Since it also fails with cuda 10, maybe check the card for a hw failure using cuda-memtest.
I also have problem with this. Mine is the supermicro with 8 GTX 1080 Ti GPUs running on driver 410.78
Please advise what I should do to fix this. The Gpus report Fan as ERR! and watt also ERR! It sometimes happens and the only way to fix at the moment is to reboot the machine, but we have a lot of ongoing jobs on the server, which makes us reluctant to reboot the server. This problem cause extreme latency and delay and lags for all processes currently.
In my case the problem is not due to the card, it is due to the location. The one in the middle always shows this error. Also the temperature seems to be fine.
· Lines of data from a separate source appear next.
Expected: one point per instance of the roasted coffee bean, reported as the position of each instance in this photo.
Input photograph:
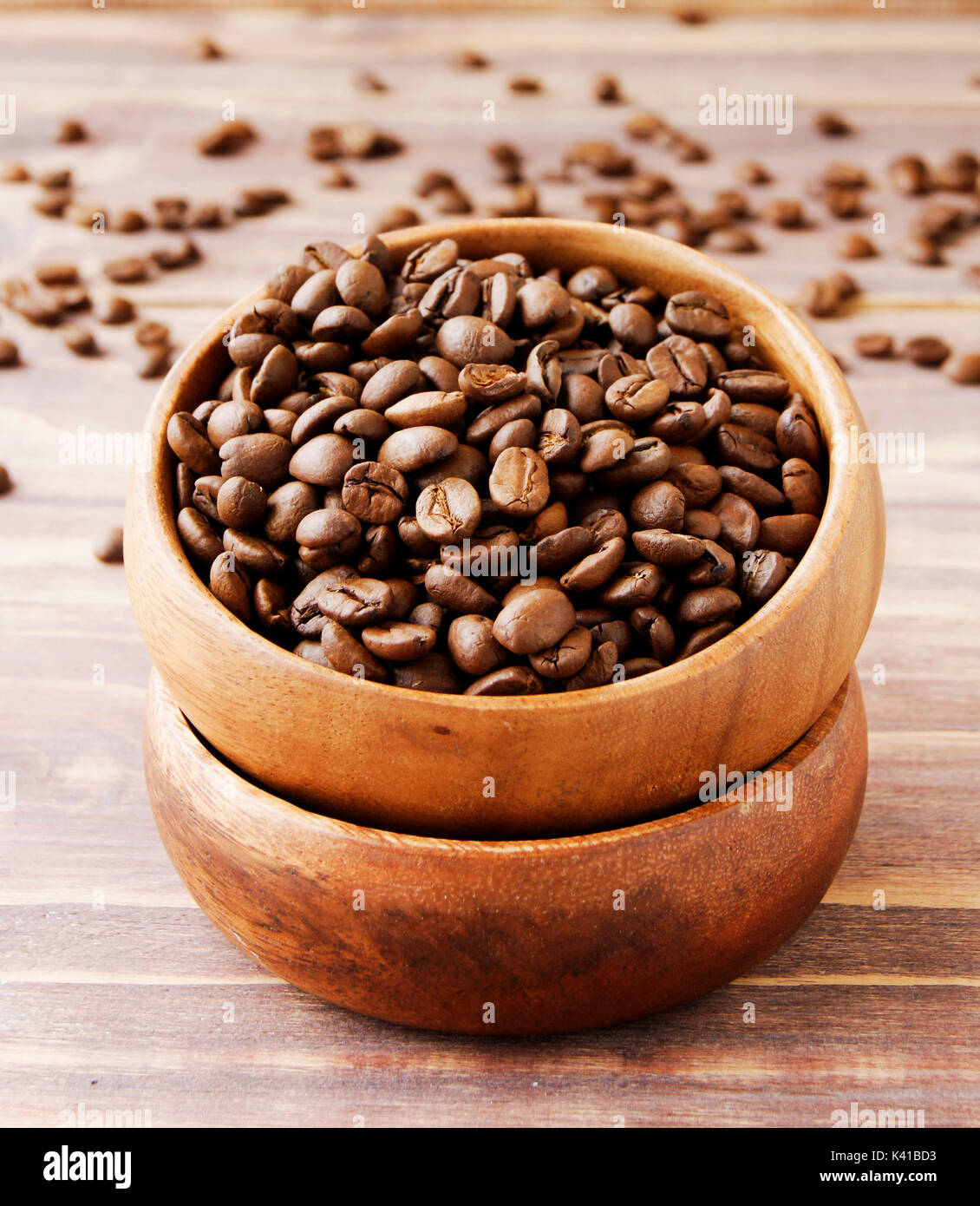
(597, 567)
(747, 449)
(519, 482)
(473, 646)
(284, 509)
(507, 680)
(356, 602)
(457, 593)
(396, 640)
(375, 492)
(658, 504)
(874, 346)
(801, 486)
(797, 435)
(263, 458)
(708, 606)
(229, 584)
(240, 503)
(346, 654)
(488, 383)
(715, 567)
(448, 512)
(680, 364)
(467, 339)
(703, 639)
(260, 556)
(428, 409)
(751, 488)
(414, 448)
(788, 534)
(927, 351)
(761, 575)
(598, 670)
(698, 315)
(534, 620)
(739, 521)
(189, 442)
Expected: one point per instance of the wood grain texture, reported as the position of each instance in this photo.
(517, 937)
(871, 1004)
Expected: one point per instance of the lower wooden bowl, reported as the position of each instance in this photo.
(519, 937)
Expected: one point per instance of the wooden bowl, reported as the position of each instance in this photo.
(555, 934)
(417, 763)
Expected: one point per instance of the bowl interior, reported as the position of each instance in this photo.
(786, 344)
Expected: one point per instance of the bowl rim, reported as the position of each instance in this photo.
(243, 792)
(844, 482)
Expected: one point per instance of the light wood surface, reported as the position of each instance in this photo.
(114, 986)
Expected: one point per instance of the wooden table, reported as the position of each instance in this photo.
(114, 990)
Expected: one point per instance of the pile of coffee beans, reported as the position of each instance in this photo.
(475, 476)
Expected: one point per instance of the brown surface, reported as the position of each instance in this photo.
(528, 937)
(114, 984)
(271, 713)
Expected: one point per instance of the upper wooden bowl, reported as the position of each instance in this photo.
(417, 763)
(555, 934)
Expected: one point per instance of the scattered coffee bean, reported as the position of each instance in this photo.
(964, 370)
(228, 138)
(108, 547)
(10, 355)
(874, 346)
(927, 351)
(71, 130)
(832, 124)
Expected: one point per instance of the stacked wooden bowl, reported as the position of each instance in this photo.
(337, 830)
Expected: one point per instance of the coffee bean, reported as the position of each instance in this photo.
(801, 486)
(240, 503)
(467, 339)
(927, 351)
(428, 409)
(964, 370)
(507, 680)
(473, 646)
(414, 448)
(762, 574)
(448, 512)
(108, 547)
(788, 534)
(534, 620)
(263, 458)
(229, 584)
(739, 521)
(874, 346)
(596, 568)
(598, 670)
(460, 593)
(572, 451)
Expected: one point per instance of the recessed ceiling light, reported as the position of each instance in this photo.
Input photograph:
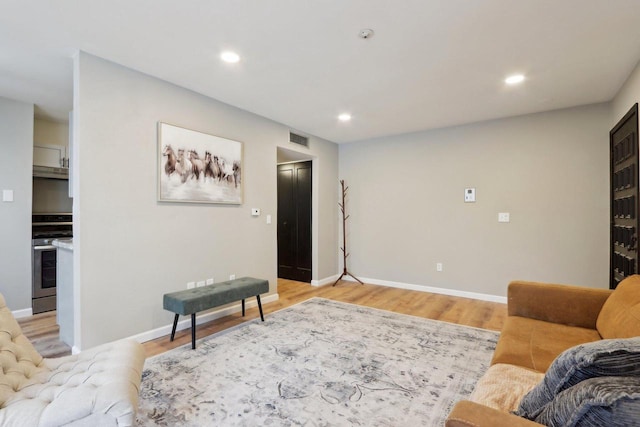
(514, 79)
(230, 57)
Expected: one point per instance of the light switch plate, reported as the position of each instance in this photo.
(7, 195)
(469, 195)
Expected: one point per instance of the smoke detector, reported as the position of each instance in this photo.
(367, 33)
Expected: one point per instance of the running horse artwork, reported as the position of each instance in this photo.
(196, 167)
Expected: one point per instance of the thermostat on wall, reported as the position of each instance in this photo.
(469, 195)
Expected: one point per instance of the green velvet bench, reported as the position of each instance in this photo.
(203, 298)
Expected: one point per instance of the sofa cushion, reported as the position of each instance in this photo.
(620, 314)
(603, 401)
(503, 386)
(605, 358)
(534, 344)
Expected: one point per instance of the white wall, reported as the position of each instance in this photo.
(16, 142)
(131, 249)
(628, 95)
(550, 171)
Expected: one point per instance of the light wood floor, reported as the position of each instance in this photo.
(464, 311)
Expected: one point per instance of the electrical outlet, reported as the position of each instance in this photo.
(504, 217)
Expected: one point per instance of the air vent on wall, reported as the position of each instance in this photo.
(298, 139)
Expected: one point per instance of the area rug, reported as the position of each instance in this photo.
(318, 363)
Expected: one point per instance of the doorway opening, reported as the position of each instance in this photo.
(294, 225)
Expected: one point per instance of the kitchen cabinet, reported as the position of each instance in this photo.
(56, 156)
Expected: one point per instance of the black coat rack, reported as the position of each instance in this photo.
(345, 254)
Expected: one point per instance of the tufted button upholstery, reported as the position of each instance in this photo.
(96, 387)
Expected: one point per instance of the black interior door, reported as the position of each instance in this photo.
(294, 221)
(623, 143)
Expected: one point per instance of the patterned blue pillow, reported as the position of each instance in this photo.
(597, 402)
(604, 358)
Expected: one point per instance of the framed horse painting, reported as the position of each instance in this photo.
(196, 167)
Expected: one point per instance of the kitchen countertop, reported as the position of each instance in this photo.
(63, 244)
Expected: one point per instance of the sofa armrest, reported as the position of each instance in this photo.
(470, 414)
(563, 304)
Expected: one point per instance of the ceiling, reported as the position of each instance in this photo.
(429, 64)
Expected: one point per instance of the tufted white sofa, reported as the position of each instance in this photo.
(97, 387)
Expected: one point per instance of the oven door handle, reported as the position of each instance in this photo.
(43, 248)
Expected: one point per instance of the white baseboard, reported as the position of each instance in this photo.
(206, 317)
(25, 312)
(434, 290)
(325, 281)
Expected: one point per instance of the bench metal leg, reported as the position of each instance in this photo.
(193, 331)
(175, 323)
(259, 306)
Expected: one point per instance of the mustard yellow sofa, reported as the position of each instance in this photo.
(543, 321)
(97, 387)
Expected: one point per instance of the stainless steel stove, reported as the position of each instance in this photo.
(46, 227)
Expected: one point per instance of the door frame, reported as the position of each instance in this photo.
(297, 156)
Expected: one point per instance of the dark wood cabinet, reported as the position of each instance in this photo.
(623, 144)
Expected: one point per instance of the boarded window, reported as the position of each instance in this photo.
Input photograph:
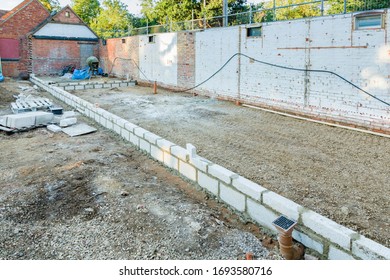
(253, 31)
(368, 21)
(9, 49)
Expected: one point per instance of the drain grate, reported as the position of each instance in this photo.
(284, 223)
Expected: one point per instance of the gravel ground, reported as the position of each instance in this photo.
(96, 197)
(339, 173)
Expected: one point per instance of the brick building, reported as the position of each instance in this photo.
(34, 41)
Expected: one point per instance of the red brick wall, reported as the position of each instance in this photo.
(16, 27)
(120, 56)
(49, 57)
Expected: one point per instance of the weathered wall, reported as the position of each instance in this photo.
(30, 14)
(325, 43)
(51, 56)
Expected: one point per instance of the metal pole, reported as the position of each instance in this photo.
(345, 6)
(225, 16)
(274, 10)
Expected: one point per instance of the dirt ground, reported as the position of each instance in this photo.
(96, 197)
(339, 173)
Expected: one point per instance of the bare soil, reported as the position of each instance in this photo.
(96, 197)
(339, 173)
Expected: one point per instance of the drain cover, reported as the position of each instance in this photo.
(284, 223)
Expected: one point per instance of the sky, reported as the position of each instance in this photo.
(132, 5)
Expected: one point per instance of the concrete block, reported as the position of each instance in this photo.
(187, 170)
(221, 173)
(157, 153)
(140, 132)
(144, 145)
(328, 229)
(171, 161)
(191, 150)
(125, 134)
(134, 139)
(179, 152)
(43, 118)
(337, 254)
(130, 126)
(54, 128)
(68, 122)
(282, 205)
(208, 183)
(165, 145)
(20, 120)
(308, 241)
(200, 163)
(232, 197)
(151, 138)
(248, 187)
(117, 129)
(261, 214)
(368, 249)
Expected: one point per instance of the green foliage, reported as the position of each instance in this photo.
(87, 10)
(114, 20)
(51, 4)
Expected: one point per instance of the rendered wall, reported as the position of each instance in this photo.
(324, 43)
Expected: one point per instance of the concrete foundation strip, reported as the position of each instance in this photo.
(329, 239)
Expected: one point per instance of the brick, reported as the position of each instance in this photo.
(151, 138)
(337, 254)
(232, 197)
(157, 153)
(248, 187)
(179, 152)
(171, 161)
(282, 205)
(187, 170)
(208, 183)
(327, 228)
(165, 144)
(308, 241)
(221, 173)
(261, 214)
(367, 249)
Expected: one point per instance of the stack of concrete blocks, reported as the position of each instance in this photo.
(252, 201)
(26, 120)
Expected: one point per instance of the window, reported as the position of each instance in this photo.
(253, 31)
(9, 49)
(368, 21)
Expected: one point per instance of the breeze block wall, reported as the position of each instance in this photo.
(252, 201)
(328, 43)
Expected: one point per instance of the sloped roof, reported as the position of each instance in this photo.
(63, 31)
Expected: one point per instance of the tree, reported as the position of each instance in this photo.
(87, 10)
(113, 20)
(50, 4)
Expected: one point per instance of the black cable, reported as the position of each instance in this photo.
(287, 68)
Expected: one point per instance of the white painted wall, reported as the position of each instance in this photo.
(158, 60)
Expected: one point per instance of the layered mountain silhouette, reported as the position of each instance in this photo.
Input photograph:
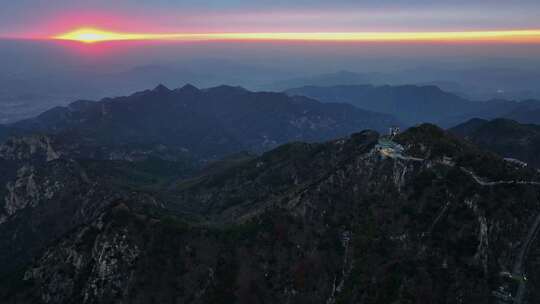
(414, 104)
(208, 123)
(504, 137)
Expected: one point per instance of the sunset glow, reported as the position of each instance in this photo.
(92, 35)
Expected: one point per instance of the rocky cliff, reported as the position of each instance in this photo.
(420, 218)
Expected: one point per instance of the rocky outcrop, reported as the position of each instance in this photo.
(337, 222)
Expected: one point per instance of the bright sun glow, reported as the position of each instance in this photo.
(92, 35)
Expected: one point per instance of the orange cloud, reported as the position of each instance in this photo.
(93, 35)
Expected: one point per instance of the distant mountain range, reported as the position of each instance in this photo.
(414, 104)
(504, 137)
(209, 123)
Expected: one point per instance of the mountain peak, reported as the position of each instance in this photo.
(188, 87)
(161, 88)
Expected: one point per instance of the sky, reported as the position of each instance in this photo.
(44, 18)
(40, 70)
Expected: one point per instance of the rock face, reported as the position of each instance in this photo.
(429, 219)
(207, 124)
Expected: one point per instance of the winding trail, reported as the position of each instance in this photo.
(518, 269)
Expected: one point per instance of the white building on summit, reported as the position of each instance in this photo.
(393, 131)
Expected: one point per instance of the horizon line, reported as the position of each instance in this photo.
(96, 35)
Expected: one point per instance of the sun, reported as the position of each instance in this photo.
(92, 35)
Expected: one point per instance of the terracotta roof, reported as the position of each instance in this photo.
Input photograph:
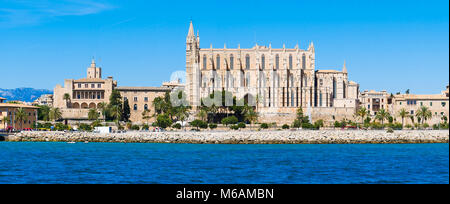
(128, 88)
(90, 80)
(419, 97)
(14, 105)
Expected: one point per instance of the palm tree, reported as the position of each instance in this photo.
(21, 116)
(202, 114)
(6, 121)
(145, 115)
(251, 115)
(116, 113)
(55, 114)
(403, 113)
(66, 97)
(103, 106)
(423, 113)
(93, 114)
(382, 115)
(362, 112)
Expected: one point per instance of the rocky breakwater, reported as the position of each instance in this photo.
(244, 137)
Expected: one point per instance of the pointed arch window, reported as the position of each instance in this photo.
(304, 61)
(290, 61)
(231, 61)
(218, 61)
(204, 62)
(263, 62)
(247, 61)
(277, 61)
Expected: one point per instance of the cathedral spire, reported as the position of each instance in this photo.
(344, 69)
(191, 30)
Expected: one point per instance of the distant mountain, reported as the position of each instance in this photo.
(23, 94)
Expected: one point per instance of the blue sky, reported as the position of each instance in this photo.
(387, 45)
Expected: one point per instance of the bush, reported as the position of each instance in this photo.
(318, 124)
(212, 126)
(163, 121)
(85, 127)
(229, 120)
(337, 124)
(199, 124)
(376, 126)
(176, 126)
(307, 126)
(234, 127)
(390, 130)
(264, 126)
(135, 127)
(241, 125)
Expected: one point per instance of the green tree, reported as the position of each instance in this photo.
(382, 115)
(146, 116)
(202, 114)
(251, 116)
(103, 107)
(163, 121)
(6, 120)
(423, 113)
(55, 114)
(403, 114)
(93, 114)
(20, 116)
(43, 113)
(362, 113)
(66, 97)
(126, 111)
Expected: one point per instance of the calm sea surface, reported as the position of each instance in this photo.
(193, 163)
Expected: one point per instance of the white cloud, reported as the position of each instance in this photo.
(33, 12)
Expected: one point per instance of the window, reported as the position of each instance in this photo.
(218, 61)
(231, 62)
(304, 61)
(263, 62)
(277, 61)
(290, 61)
(247, 62)
(204, 62)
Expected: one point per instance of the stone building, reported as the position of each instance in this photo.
(438, 104)
(283, 79)
(374, 101)
(44, 100)
(88, 92)
(84, 93)
(8, 110)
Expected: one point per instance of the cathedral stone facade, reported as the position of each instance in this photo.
(280, 79)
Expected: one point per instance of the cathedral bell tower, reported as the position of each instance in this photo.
(192, 60)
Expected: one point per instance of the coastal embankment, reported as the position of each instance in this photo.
(243, 137)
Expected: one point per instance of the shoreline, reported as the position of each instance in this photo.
(243, 137)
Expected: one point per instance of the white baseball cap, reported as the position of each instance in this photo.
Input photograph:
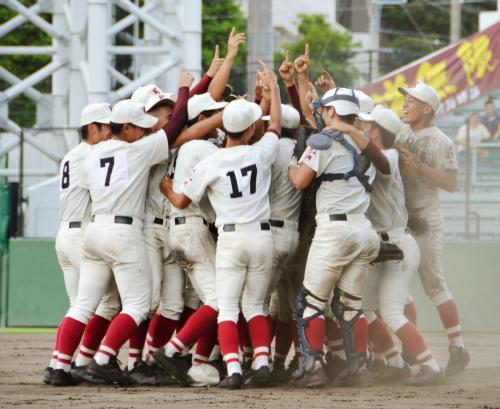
(385, 118)
(132, 112)
(203, 102)
(366, 104)
(99, 112)
(150, 95)
(290, 117)
(240, 114)
(344, 100)
(424, 93)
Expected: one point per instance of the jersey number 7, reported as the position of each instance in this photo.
(252, 169)
(111, 163)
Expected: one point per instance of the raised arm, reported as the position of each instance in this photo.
(270, 82)
(205, 81)
(179, 116)
(220, 80)
(181, 201)
(301, 67)
(444, 179)
(199, 130)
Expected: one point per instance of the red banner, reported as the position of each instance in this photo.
(460, 73)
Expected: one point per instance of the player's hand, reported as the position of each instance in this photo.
(166, 184)
(301, 63)
(286, 70)
(268, 76)
(216, 63)
(258, 86)
(325, 82)
(234, 42)
(185, 79)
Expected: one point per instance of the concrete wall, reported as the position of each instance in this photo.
(33, 294)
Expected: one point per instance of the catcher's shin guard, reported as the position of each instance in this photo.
(345, 311)
(309, 354)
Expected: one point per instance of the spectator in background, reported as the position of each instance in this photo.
(477, 133)
(491, 119)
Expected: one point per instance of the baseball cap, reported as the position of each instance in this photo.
(344, 100)
(203, 102)
(385, 118)
(290, 117)
(150, 95)
(99, 112)
(366, 104)
(132, 112)
(240, 114)
(424, 93)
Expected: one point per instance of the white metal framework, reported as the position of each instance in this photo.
(88, 38)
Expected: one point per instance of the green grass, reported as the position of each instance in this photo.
(23, 330)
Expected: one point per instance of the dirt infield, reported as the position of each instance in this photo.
(23, 357)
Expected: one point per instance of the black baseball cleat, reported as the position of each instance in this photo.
(176, 366)
(61, 378)
(459, 359)
(334, 365)
(47, 375)
(109, 373)
(259, 378)
(231, 382)
(390, 374)
(279, 374)
(426, 377)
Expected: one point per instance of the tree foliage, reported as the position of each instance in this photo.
(330, 49)
(218, 17)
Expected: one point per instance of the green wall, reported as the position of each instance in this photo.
(36, 296)
(36, 293)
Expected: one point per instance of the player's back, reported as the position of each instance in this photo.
(117, 174)
(188, 156)
(387, 209)
(285, 200)
(237, 181)
(74, 197)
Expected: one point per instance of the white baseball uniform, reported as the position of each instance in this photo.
(387, 286)
(434, 148)
(344, 241)
(116, 173)
(74, 205)
(167, 277)
(285, 203)
(193, 246)
(237, 181)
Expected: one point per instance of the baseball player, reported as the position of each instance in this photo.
(237, 179)
(344, 242)
(116, 175)
(74, 204)
(194, 249)
(285, 202)
(387, 286)
(429, 163)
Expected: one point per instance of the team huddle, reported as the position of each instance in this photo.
(185, 220)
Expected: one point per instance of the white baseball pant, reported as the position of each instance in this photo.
(387, 286)
(429, 236)
(244, 260)
(193, 248)
(113, 250)
(69, 243)
(339, 256)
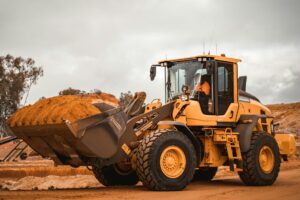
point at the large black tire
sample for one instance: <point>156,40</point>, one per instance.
<point>252,173</point>
<point>149,154</point>
<point>113,176</point>
<point>205,173</point>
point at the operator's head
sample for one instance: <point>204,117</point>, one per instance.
<point>205,78</point>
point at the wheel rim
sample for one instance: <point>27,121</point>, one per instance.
<point>266,159</point>
<point>172,162</point>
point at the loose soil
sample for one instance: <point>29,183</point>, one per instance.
<point>55,110</point>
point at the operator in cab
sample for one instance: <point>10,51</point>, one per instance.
<point>203,93</point>
<point>204,85</point>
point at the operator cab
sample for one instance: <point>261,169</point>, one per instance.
<point>210,79</point>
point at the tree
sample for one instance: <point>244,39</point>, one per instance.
<point>71,91</point>
<point>125,98</point>
<point>17,75</point>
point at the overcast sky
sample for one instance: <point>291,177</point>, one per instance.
<point>110,45</point>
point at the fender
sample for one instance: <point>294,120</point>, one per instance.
<point>186,131</point>
<point>245,127</point>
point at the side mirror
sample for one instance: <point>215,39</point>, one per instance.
<point>242,81</point>
<point>152,72</point>
<point>209,67</point>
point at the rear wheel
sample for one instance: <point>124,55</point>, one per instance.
<point>261,163</point>
<point>205,173</point>
<point>116,174</point>
<point>166,160</point>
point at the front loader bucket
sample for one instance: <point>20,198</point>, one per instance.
<point>77,143</point>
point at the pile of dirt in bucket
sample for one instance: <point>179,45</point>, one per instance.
<point>55,110</point>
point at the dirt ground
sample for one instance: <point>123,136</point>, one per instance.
<point>226,185</point>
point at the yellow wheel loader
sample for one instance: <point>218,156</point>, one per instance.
<point>208,120</point>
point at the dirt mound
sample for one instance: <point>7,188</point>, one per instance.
<point>287,115</point>
<point>55,110</point>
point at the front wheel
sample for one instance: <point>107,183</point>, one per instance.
<point>261,163</point>
<point>166,160</point>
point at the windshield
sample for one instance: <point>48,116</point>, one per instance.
<point>184,73</point>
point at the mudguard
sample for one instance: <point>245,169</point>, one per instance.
<point>245,127</point>
<point>185,130</point>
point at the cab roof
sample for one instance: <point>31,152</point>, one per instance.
<point>221,57</point>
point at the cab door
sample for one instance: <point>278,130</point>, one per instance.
<point>225,93</point>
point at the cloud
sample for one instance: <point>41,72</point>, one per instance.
<point>110,45</point>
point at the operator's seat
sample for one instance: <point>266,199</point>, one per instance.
<point>201,97</point>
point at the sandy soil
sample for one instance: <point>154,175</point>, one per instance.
<point>224,187</point>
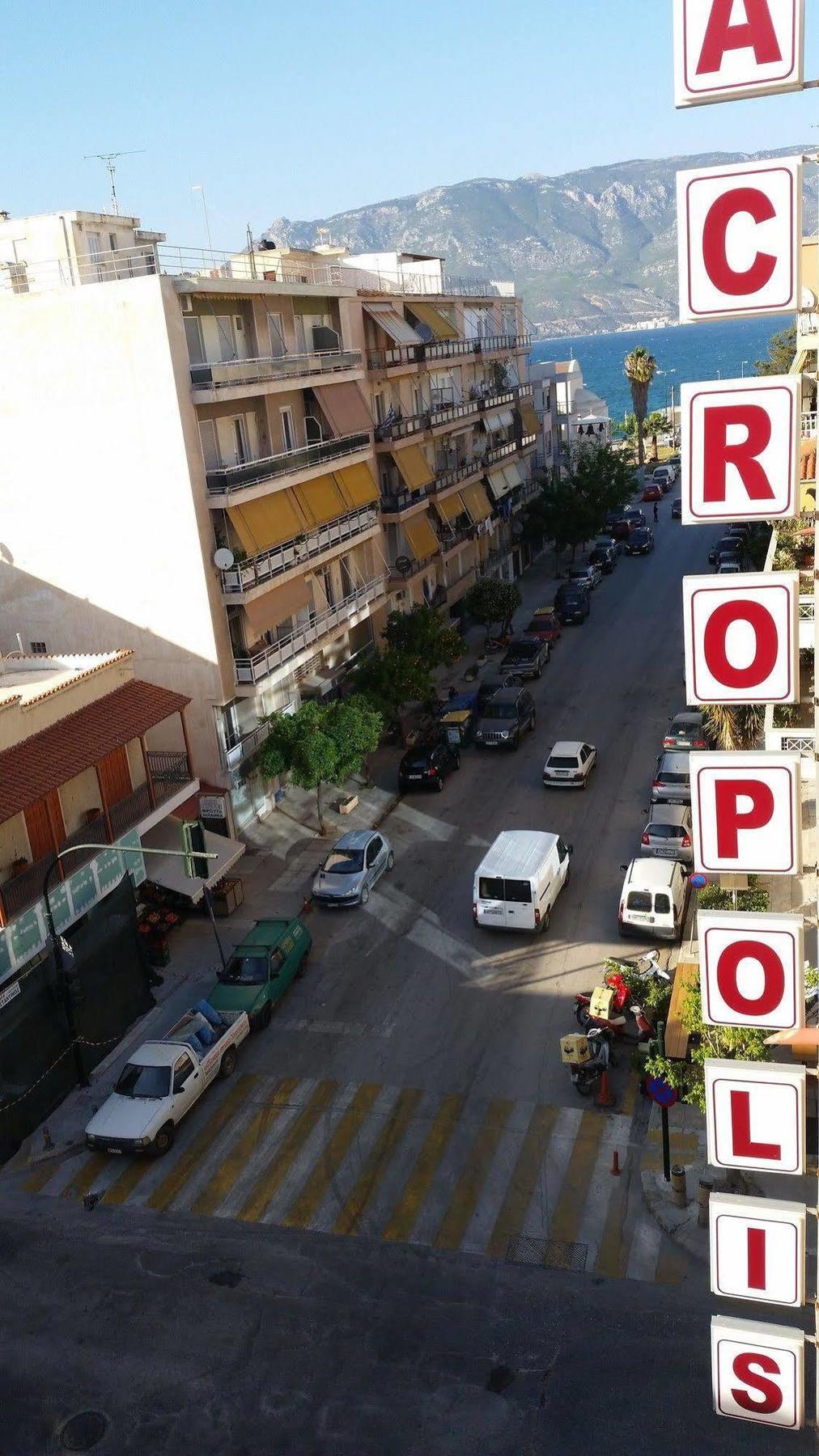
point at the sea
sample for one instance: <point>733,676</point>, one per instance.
<point>685,354</point>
When you were getting this error, was the temperature higher than 75C?
The same thing happens on my Titan V, but only after ~6 hours of training at ~85C. I’ll try underwatting it to 150W and holding it at ~77C. I’m using driver version 415.27 and CUDA 10, along with a 2080 Ti and Titan RTX in the same system.
I’m wondering if anyone was able to solve this.
We’re getting similar issues on an 8-GPU supermicro system, even when only using 3 GPUs. Issue seems to occur whenever we have two cards next to each other in the slots.
The same machine is super stable with GTX Titan X. It was crashing every few hours when we tried swapping to Titan Xp, and now we get a similar behavior with RTX 2080 Ti. We didn’t try doing a thorough troubleshooting with the Xp, but with the 2080 Ti we are now trying to narrow down the issues.
It does not seem to be the cards per se as the same card can perform well in a slot, and misbehave in another slot. Typical misbehavior is: for one or two of the 3 GPUs, GPU Power Draw ramps up to near 200W, but within a few seconds gets back down to 100W, with “SW Thermal Slowdown” reported by nvidia-smi, fan speed getting to ~70% and sometimes giving Fan ERR!, and GPU Temp getting over 90C. Meanwhile, one of the 3 cards (sometimes 2) behaves perfectly fine, fan speed stays around 40%, temp around 70C, power draw over 200W.
gpu_burn does not report any issue with the cards.
NVIDIA driver version is 410.79.